I believe the tweet below really does a good job showing how lowly we think of ethics in our society. This will really negatively impact our ability to understand the risks of AI. AI is going to really transform our culture and we don’t know what we don’t understand about the risks of the technology.

Experts and Algorithms

I’m currently reading: To Save Everything Click Here by Evgeny Morozov. I find the book interesting because it really pushes back against what he calls “Internet Centrism” which he essentially defines as anything that is considered good because it’s on the internet. For instance, Bitcoin is good because it’s a digital currency or having the LA Times write an article using an algorithm for the most recent earth quake – or online book publishing (good because it destroys traditional “gatekeepers”).

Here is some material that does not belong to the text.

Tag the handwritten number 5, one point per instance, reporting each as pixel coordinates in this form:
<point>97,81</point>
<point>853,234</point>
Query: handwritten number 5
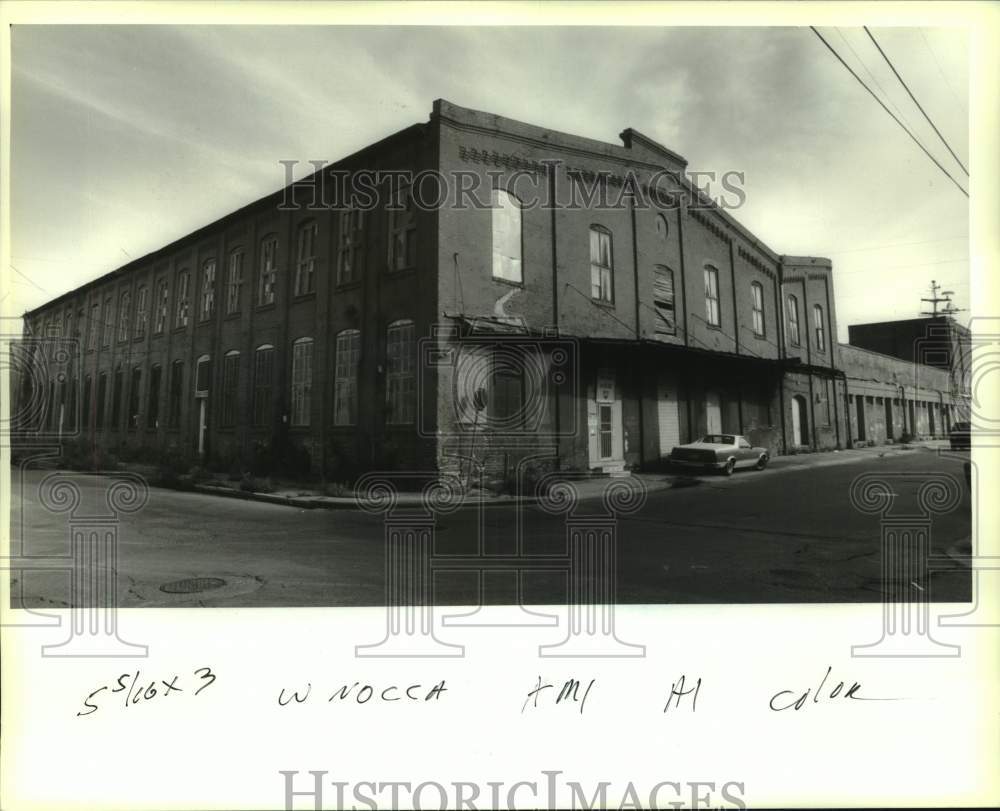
<point>205,673</point>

One of his arguments is that because we don’t understand the underlying biases behind an algorithm we can’t truly tell if the algorithm is actually better than a subjective opinion on something. An example he uses to argue this point is a comparison between traditional food critics and Yelp reviews. Yelp uses an algorithm to determine what are the best restaurants, while a critic uses both experience, repetitive visits, and an underlying knowledge set to determine quality of an establishment. We can learn what biases the critic has (indian over french) through reading his critiques over time, with an algorithm we just never see what we don’t want to on the web (see the filter bubble).

Interestingly, this is somewhat in contradiction of Daniel Kahneman’s Thinking, Fast and Slow, which argues that the only time an expert should be trusted, especially when something is subjective, is when there’s a great deal of immediate feedback on a decision. Otherwise an algorithm is more effective and will definitely get you well beyond the 50% accuracy of most experts. Kahneman’s argument rings true to me, not surprisingly. I have a strong background in analytics through my undergrad, master’s and job experience with Six Sigma. All of these rely on models and algorithms to predict specific behavior. These models can be applied to both people and processes. I’ve felt that experience is always good for helping interpret results of the analysis, but in many ways the analysis forces you to quest preconceived notions around a topic you might be an expert.

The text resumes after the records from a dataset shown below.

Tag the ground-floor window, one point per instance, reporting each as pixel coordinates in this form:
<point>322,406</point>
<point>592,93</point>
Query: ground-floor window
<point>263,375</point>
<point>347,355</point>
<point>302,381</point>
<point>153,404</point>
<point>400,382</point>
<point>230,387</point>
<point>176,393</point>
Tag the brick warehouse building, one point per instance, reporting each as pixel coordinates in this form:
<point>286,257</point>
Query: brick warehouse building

I do think that these two systems can live well together. If we don’t know what algorithm Facebook, Twitter, Google, or others actually are using to provide us information we can’t truly be sure what biases have been introduced. I think that Netflix provided us with a great example of the power and weaknesses of algorithms at the same time. They offered a million dollars for people to make a better algorithm than theirs. The group that won, actually used an aggregate of algorithms – they selected from the 5 best algorithms and combined them. These were tested against what people actually wanted to watch and how they rated the results. So it was algorithms guided by the results and continually improved. However, I think Netflix has a different objective than Facebook or Google –  they provide you the ability to enter you preferences and then a suite of selections to make you happy. Google doesn’t allow you to modulate your search criteria beyond your initial search term.

Experts have a role, but the need to display humility and a willingness to learn. Algorithms have a role, but they need to be tested for biases and in many cases we must forcefully push against them. If we only hear our own opinions how can we learn and grow. If we never are challenged how can we be empathetic with other people – both of these lower the quality of our lives and we don’t even realize it.